First, let me quote from the gitattributes documentation:
ident
When the attribute ident
is
set for a path, Git replaces $Id$
in the blob object with
$Id:
, followed by the 40-character hexadecimal blob object
name, followed by a dollar sign $
upon checkout. Any
byte sequence that begins with $Id:
and ends with $
in the worktree
file is replaced with $Id$
upon check-in.
So the IDs in the checked-out files are blob hash IDs, not commit hash IDs. The blob hash ID is specifically (currently) an SHA-1 checksum of the contents of the data file preceded by the literal text blob
, a space, an ASCII-fied representation of the size of the data in bytes, and a NUL byte '\0'
.
(That's the data with $Id$
in it, not the data with the hash ID inserted, of course. So if the source file consists of $Id$\nhello\n
, with \n
representing newlines, we want to compute the SHA-1 of the output of:
printf 'blob 11\0$Id$\nhello\n'
since $Id$\nhello\n
is 11 bytes long. This blob's hash ID is therefore 173cbef4e466bed5350cae075633cb81d1e01743
.)
These are not guaranteed to be invertible, because it's possible that the identity information you can get from the binary may be insufficient to identify one particular commit. For a classic example, consider a program built from a single main.c
with:
#ident "$Id$"
but where the Makefile itself has -D
options that select something, and main.c
has #ifdef FEATURE1
and so on.
Build #1 is made with a Makefile that says -DFEATURE1
. Build #2 is made with a Makefile that does not have this -D
. These two different builds are from different commits, but they have the same blob hash ID for file main.c
, and therefore the two different binaries produced by linking the compiled main.o
ident lines with libc have the same hash.

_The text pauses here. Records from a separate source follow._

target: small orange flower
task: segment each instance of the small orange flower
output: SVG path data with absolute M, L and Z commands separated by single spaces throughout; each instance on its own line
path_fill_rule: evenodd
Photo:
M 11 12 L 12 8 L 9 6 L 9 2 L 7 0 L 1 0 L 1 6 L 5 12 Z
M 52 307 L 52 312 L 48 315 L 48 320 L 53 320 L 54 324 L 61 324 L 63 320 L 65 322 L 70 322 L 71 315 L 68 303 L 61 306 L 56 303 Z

The closest you can get is to:
- collect all the IDs you can get;
- examine each potential build's source tree to identify the blob hash IDs of the corresponding inputs; and
- list out all matching commits.
If you're lucky, there's just one matching commit.
The remaining issue is how to do the above. Presumably you will use whatever program you already use to extract the ident info from the binary, for the first bullet point. For the second and third, you must write a script.
The script itself is pretty short: you just need to look through each potential build and extract the corresponding blob hashes. So, find a commit that could be a build, then use git ls-tree -r $commithash
to obtain the output from git ls-tree -r
on that commit. (Run git ls-tree -r
once, on one commit, to see the output; note the blob hash IDs for each mode 100644
or mode 100755
file.)
Now, match up the known object file "ident"s against the corresponding source file blob hash IDs. How to do this mapping is up to you and depends on your tools and languages used. If all known ident values match all the right sources, $commithash
is a candidate hash, so print it.
Repeat for all candidate commits and you will get the best answers you can here.
(And, as you can see now, the ident
filter is not really very useful: it's much better to use git describe
to get a usable identity and stick it into the build output, during the build process.)